Please review the TEE and give your assessment.
Please consider the following questions:

What are complications from a septal myectomy?
What is the diagnosis?
What is the severity of the diagnosis?
What are the therapeutic options for the diagnosis?


Case Discussion/CME Questions
Complications after a septal myectomy are less than 1%. Complications that can occur are:

  • VSD
  • Complete Heart Block
  • Aortic Regurgitation
  • Coronary Artery Fistula
  • Residual Subaortic Stenosis

A VSD and complete heart block can occur from a too deep myectomy into the septal wall. The aortic regurgitation tends to occur because of destabilization of the aortic annulus by
beginning the myectomy to close to the right coronary cusp. A coronary artery fistula into the right ventricle has been reported. Residual stenosis can occur in an too small excision
of the septal wall or if the mitral valve has persistent SAM despite an adequate resection.

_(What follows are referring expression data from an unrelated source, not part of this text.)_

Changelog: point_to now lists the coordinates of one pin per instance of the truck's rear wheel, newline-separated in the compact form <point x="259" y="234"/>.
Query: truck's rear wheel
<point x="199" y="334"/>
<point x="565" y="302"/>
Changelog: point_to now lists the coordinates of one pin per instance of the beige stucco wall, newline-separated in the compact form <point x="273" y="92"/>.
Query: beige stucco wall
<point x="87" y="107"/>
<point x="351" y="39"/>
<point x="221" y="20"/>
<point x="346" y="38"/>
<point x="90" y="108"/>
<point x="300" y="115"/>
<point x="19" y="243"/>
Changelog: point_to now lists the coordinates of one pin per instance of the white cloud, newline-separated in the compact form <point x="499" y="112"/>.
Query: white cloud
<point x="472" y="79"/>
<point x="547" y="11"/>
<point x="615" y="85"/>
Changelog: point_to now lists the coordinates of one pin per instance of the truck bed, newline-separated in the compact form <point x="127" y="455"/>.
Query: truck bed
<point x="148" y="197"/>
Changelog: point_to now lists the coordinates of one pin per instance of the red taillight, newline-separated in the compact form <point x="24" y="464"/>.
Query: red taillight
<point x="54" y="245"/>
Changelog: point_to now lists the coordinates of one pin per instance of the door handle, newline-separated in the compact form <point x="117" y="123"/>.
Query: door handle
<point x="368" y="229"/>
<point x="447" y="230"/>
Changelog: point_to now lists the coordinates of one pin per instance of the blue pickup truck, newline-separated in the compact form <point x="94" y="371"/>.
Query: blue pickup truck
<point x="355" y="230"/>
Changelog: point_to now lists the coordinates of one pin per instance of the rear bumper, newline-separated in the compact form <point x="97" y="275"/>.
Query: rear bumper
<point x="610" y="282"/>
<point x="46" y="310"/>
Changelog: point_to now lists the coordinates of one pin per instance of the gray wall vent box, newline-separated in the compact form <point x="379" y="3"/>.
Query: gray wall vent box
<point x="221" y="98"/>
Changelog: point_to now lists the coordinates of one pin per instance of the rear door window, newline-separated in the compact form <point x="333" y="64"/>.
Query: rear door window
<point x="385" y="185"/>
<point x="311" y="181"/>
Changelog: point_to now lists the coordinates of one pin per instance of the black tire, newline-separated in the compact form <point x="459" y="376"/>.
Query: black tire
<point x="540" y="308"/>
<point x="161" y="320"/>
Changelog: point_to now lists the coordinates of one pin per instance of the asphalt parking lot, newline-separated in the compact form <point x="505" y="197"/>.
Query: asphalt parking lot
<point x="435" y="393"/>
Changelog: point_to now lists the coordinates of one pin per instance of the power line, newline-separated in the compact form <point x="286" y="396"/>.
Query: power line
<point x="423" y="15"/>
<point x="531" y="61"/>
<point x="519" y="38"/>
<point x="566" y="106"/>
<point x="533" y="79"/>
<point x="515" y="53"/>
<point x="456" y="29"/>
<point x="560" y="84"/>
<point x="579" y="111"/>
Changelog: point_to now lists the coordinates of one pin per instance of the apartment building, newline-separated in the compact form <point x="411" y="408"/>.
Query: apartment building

The diagnosis is a ventricular septal defect.
The VSD measured 0.88 cm in diameter with a PISA of 0.68 cm and a Va of 57.8 cm/sec.
The VTI of the VSD was 103 cm. The shunt volume was about 40 mls per cardiac cycle.
The VSD when from the left ventricle to the right ventricle and the right atrium. The RV is dilated and exhibited decreased function.

The therapeutic options are to close the VSD by percutaneous device or by patching the VSD surgically.

A VSD after a septal myectomy is rare but represents a serious complication. Along with a VSD, complete heart block may also occur, especially, if the patient had a failed alcohol ablation of the septum. Another possible complication is a coronary fistula. A case report of an LAD to RV fistula was reported. Closure with a device has been successfully reported in many patients. The technical difficultly of a device closure depend upon the location of the VSD, the size, shape, number of orifices, and orientation of the VSD, and the severity of the VSD. Large, irregular, muscular, and multiorifice VSDs are difficult to close with a device. Small, membranous, single orifice VSDs have the best success rate.

The later videos show a patch repair that later exhibited dehiscence and had to be re-repaired.